金正恩「重病説」の真の意味
Japan In-depth / 2020年4月23日 23時0分
古森義久(ジャーナリスト・麗澤大学特別教授)
「古森義久の内外透視」
【まとめ】
・金正恩「重病」情報が印象付けた事実が二つ。
・金氏が深刻な健康問題を抱えている事実と後継指名ない事実。
・日米韓は北の政権崩壊も想定し、対応策を考慮する必要あり。
アメリカから流れた北朝鮮の金正恩国家委員長の「重病説」は全世界に複雑な波紋を広げた。アメリカ政府は「真偽は不明」と評するのに対して、韓国政府は「とくに異常はない」とその情報を否定する。だがなお金委員長の消息が不明という状態は変わっていない。
しかし、この重大情報の真偽がなお不明のままに、アメリカの北朝鮮専門家の間ではその情報が期せずして印象づけた基本的事実が少なくとも二つ指摘される。金委員長が深刻な健康問題を抱えている事実と、北朝鮮最高指導部には政権継承の手順がいま存在しない事実である。
だから万が一、金委員長の健康状態に重大な問題が起きたとき、政権中枢の大混乱や政権崩壊までが考えられるということである。北朝鮮との関係を重視する側はそんな極端なシナリオまでをも想定しておかねばならない、ということだろう。

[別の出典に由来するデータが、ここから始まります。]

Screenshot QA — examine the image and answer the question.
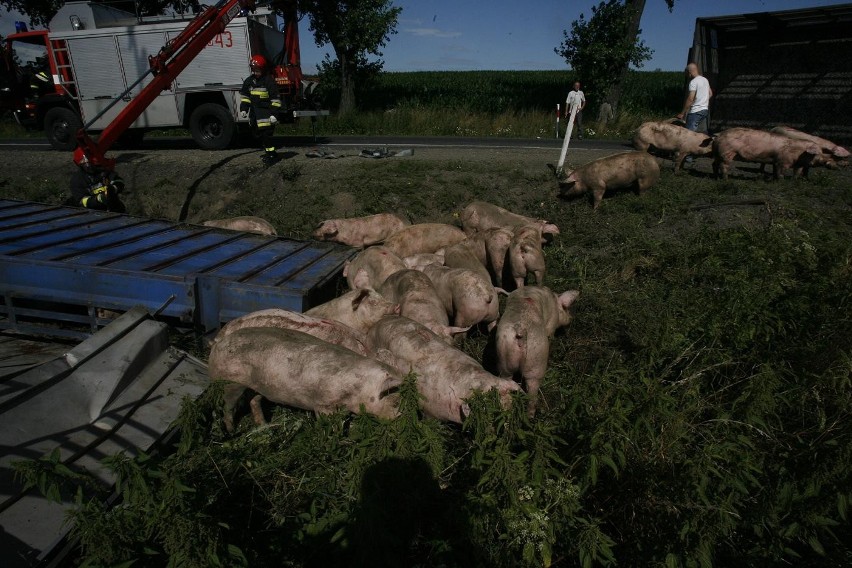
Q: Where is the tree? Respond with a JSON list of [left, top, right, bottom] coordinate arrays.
[[297, 0, 401, 114], [555, 0, 674, 112], [1, 0, 199, 28]]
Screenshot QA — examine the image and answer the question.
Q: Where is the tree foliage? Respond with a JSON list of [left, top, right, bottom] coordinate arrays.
[[555, 0, 653, 110], [1, 0, 200, 27], [297, 0, 401, 114]]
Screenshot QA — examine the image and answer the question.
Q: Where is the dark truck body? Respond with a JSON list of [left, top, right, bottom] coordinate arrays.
[[689, 3, 852, 143]]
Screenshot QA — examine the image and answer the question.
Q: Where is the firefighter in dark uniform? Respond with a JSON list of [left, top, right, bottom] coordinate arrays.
[[29, 66, 53, 97], [70, 148, 126, 213], [240, 54, 281, 164]]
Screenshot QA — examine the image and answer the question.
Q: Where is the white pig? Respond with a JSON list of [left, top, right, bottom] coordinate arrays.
[[212, 308, 370, 356], [494, 286, 580, 416], [312, 213, 408, 248], [559, 151, 660, 209], [378, 269, 466, 342], [342, 245, 406, 290], [367, 315, 521, 423], [507, 224, 547, 288], [770, 126, 850, 160], [381, 223, 467, 258], [211, 327, 401, 431], [712, 128, 824, 181], [421, 264, 500, 329], [403, 252, 445, 270], [201, 216, 277, 235], [459, 201, 559, 239], [633, 120, 714, 173], [305, 274, 399, 334]]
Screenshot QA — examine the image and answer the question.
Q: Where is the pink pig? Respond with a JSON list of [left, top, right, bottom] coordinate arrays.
[[421, 263, 501, 329], [381, 223, 467, 258], [712, 127, 824, 180], [378, 269, 467, 342], [343, 245, 406, 290], [494, 286, 580, 416], [560, 151, 660, 210], [305, 277, 399, 334], [633, 120, 714, 173], [459, 201, 559, 238], [201, 216, 277, 235], [312, 213, 408, 248]]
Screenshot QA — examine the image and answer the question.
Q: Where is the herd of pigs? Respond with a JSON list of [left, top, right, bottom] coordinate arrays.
[[205, 122, 849, 431], [561, 123, 849, 209]]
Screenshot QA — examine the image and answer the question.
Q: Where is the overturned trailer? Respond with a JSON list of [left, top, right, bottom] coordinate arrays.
[[689, 3, 852, 143]]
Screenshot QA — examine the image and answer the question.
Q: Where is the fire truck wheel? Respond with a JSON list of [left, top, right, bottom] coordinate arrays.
[[189, 103, 236, 150], [44, 107, 83, 151]]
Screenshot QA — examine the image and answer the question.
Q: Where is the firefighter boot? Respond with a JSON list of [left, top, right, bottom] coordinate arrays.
[[262, 147, 279, 165]]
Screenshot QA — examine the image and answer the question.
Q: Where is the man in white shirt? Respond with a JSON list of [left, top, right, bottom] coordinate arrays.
[[565, 81, 586, 139], [676, 63, 712, 133]]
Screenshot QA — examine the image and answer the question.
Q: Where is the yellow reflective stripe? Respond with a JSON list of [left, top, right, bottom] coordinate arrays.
[[265, 146, 276, 152], [270, 100, 281, 107], [256, 120, 272, 127], [92, 185, 108, 195], [81, 196, 91, 207], [240, 96, 250, 103]]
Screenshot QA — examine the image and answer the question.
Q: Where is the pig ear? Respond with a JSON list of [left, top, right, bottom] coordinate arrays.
[[352, 268, 371, 290], [558, 290, 580, 310], [444, 325, 470, 339], [351, 288, 371, 310], [495, 287, 509, 296], [699, 137, 713, 148], [342, 259, 350, 277], [541, 223, 560, 235]]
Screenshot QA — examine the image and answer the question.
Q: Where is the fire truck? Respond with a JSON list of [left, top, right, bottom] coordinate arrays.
[[1, 0, 320, 153]]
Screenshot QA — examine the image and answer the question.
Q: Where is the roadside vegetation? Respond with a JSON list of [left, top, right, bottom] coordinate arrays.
[[15, 150, 852, 566]]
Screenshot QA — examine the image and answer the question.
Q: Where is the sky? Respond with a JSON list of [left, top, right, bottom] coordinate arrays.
[[2, 0, 850, 72]]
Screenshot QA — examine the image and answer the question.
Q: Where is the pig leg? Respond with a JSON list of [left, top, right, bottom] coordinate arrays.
[[673, 152, 686, 174], [592, 185, 606, 210], [249, 394, 267, 426], [223, 383, 246, 433], [521, 340, 550, 417]]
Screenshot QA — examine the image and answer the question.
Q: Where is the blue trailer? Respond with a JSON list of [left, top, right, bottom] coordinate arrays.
[[0, 199, 355, 339]]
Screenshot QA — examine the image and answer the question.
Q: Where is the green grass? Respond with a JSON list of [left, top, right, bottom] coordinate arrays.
[[16, 161, 852, 567]]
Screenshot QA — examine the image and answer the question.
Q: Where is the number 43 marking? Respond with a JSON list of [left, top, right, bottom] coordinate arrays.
[[208, 31, 233, 48]]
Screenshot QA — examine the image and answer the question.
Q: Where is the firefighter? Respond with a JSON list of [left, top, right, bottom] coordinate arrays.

今回の「金正恩重病説」は外部世界にそんな警告や教訓を期せずして発したということだろう。
「重病説」の背景をまず伝えよう。
金委員長が4月11日の平壌での労働党政治局委員会議を最後に動静が伝えられず、12日の最高人民会議を欠席し、さらには祖父の国父の金日成主席の誕生日である15日に錦繍山太陽宮殿での祝賀をしなかったことがまず異様とされた。
金委員長はこれまで一度も4月15日の祝賀を欠かしたことはなかった。父の金正日総書記の誕生日2月16日には祝賀の参拝を実行した。だから祖父の誕生日になにもしないという事態はあり得ないとされた。
▲写真 錦繍山太陽宮殿内に設置された金日成像(2000年7月19日)出典:Kremlin.ru
今回の「重病説」にはさらにそれなりの根拠もあるといえる。
2008年9月9日の建国60周年記念式典に当時の最高指導者の金正日総書記が欠席した。その結果、金正日氏の身に異変?という観測が広まった。金氏はそのほぼ1ヵ月前の8月13日に公式の場に姿をみせたままだったのだ。
金正日氏はその間、脳卒中で倒れ、手術を受けていたのだ。そして3年後の2011年12月には死去した。
息子の金正恩氏に関しても2014年9月3日以来、ほぼ40日にわたって公式の場に姿を現さなかったことから「健康不安説」が流れた。この時も実は金氏は痛風のため足の手術を受けていたことが後で判明した。